TSA has not fully vetted the decision through cost analysis and impact, Piccolo said. The key argument is that the airport believes TSA
did not follow proper procedure for changes in federal rules, he said.
"We don't believe that TSA has this unilateral right to do this," Piccolo said.
If the airport is selected to testify, it would contribute up to $10,000 in legal fees with the remaining paid by the American Association of Airport Executives and Airports Council International, Piccolo said.
"This is a percolating issue and will cost airports countrywide millions of dollars to take this over," Piccolo said.
Boston law firm Anderson & Kreiger is leading the suit with aviation lawyer Scott Lewis, said C. Dan Bailey Jr., general counsel for SRQ. Airports are seeking a stay beyond Feb.1, he said.
Bailey said airports are also arguing TSA is violating a law created by Congress by going beyond its powers.
Each airport in the suit, including SRQ, will respond with cost estimates, training requirements and other impacts that should have been collected by TSA, Bailey said.
Agents are on hand not only to keep people from wandering into the gates, but also are used to verify credentials of federal marshals and other armed guards, Piccolo said. Likely a system would have to be created to allow those agents to pass through the regular checkpoint, he said.

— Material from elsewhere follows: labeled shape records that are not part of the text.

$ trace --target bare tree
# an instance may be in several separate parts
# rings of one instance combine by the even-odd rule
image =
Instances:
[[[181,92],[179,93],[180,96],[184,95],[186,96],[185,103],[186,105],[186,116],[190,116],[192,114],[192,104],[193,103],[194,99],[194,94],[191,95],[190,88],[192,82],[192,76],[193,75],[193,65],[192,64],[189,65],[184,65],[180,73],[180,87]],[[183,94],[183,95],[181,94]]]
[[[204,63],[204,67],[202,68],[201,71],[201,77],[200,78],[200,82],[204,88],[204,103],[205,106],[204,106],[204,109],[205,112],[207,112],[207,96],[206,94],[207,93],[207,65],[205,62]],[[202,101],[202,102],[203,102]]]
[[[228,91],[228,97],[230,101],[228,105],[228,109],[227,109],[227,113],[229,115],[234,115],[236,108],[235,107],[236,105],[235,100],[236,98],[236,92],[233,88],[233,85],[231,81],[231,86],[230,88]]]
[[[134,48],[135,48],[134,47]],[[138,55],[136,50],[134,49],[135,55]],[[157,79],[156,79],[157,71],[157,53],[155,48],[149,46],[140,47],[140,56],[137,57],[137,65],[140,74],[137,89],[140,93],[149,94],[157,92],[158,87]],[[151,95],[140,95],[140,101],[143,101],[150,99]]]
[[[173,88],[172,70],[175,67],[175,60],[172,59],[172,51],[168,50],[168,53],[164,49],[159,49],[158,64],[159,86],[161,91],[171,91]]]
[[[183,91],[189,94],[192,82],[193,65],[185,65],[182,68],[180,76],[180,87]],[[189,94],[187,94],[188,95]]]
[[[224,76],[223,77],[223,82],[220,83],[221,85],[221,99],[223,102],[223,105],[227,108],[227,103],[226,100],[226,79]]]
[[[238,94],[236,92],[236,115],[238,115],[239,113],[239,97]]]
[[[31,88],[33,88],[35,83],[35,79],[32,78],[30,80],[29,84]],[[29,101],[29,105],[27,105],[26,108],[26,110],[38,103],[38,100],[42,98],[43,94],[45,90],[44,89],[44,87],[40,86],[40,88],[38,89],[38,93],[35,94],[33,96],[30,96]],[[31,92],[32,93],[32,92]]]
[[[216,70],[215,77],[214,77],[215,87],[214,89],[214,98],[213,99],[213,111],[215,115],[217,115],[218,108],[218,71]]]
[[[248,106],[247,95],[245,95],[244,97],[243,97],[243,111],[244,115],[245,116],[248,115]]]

Chairman Jack Rynerson, who was elected chairman Monday, also questioned whether SRQ should continue with its application to privatize security at the airport, but the authority ultimately decided to stay the course.
"If we're not going to save any money, it's not going to make any sense to do it," Rynerson said. The board unanimously approved staying with the program for now, but may revisit the issue at its Jan. 27 meeting.
After hearing concerns from TSA union employees in August, Rynerson wanted to have another look at the Screening Partnership Program. Instead of removing layers of government regulation, the program would add a layer because it would have to report any concerns to the TSA if the airport had a problem with the security company, he said.
A TSA report said the contracts could cost 3 percent to 9 percent more than government workers while the Government Accountability Office issued a report saying the TSA needs to develop a regular monitoring process of private versus federal screener performance.
TSA approved the airport's application in June for the Screening Partnership Program. It could take years before the airport finds out if it will become a part of the program. The program would replace TSA agents with a private security firm. TSA agents employed at SRQ would have first crack at applying for the jobs, Piccolo said, but seniority would not be retained with the new employer. However, the airport might have few veteran agents by the time the program starts.
"My understanding is we're seeing a number of existing TSA employees here at SRQ transfer to other stations as they become available," Piccolo said.
Piccolo also said the airports he talked to did not have any major problems with the program.
Authority board member Carlos Beruff said he wanted to continue with the application process because he did not believe in reversing decisions from previous boards and believed it helped eliminate control from the federal government.
"It concerns me after I leave that a decision we made as a collective board are unwound by the next board," Beruff said.
If the authority becomes part of the program, the TSA will tell SRQ whether it can participate after the first five-year term, Piccolo explained.
"We don't get a say whether we renew or not," Piccolo said.
Depending on the bidding process, it could be much more difficult for the airport to withdraw its application, he said.